Earlier on Saturday I set a fire, made coffee with hot milk and read underneath the dim energy saving bulbs. Half expecting my housemate to be back, I tidied around a little and put some clean plates back into the freezing cupboard. In the cupboard I found an opened bottle of sweet white wine. I poured a glass and drank it swiftly before pouring another. I drank and I split Turkish sunflower seeds and I read for an hour or two. Then I got up, slid the pile of husks off the plate into the stove fire and walked upstairs to write.

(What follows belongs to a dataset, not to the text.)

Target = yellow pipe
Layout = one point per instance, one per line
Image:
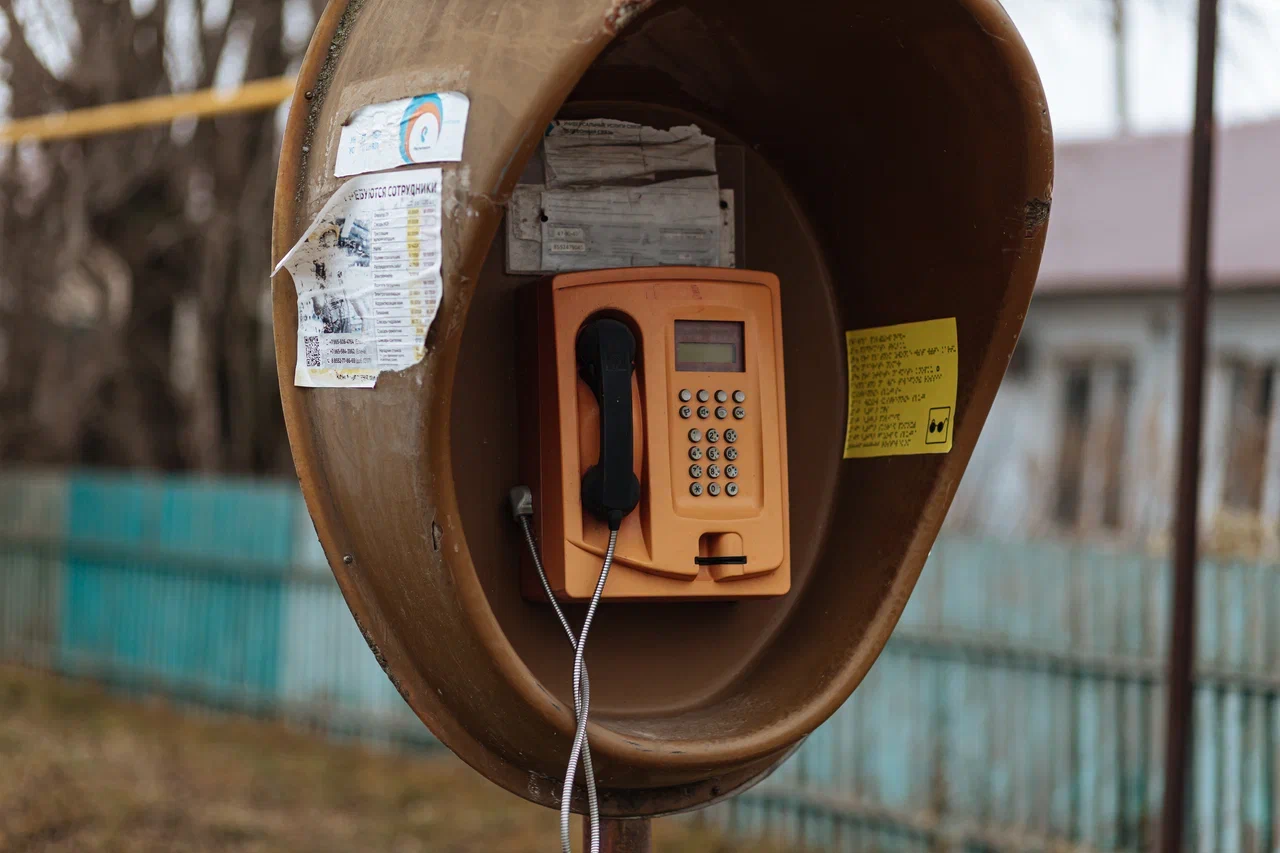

A footnote is needed to my earlier readings and writings around Kis. Perhaps this is it. The destinies he draws, specifically the plight of Hungarian Jews, specifically the extraordinary destinies held by Jewish men and women during the 1940's, are so all-encapsulating that I almost need to retrieve my writing back from the brink, I need to return my words back to me with something completely mundane. Without this process of back and forth (the sacred and the mundane I shall perhaps call it), there is no chance for me to write again and this weblog stops here. Is the mundane the same as the everyday in this instance? Is a course towards boredom, towards a dull daily journaling the only answer to what has gone before, both in terms of literature and disaster?
Genuinely, I hope so; there is no negativity attached here. My inane recollections about the weather or wintry skies, serve a serious purpose in the face of allowing my real writing, that which is never displayed here, to actually become a process of engagement with content and subject rather that form. But enough, stop here. This vagueness indicates exactly the thing I am trying to avoid. Back to the mundane, the safe platform of the everyday. The everyday contains not stories and so we can write of it, in it, for it, with perfect impunity.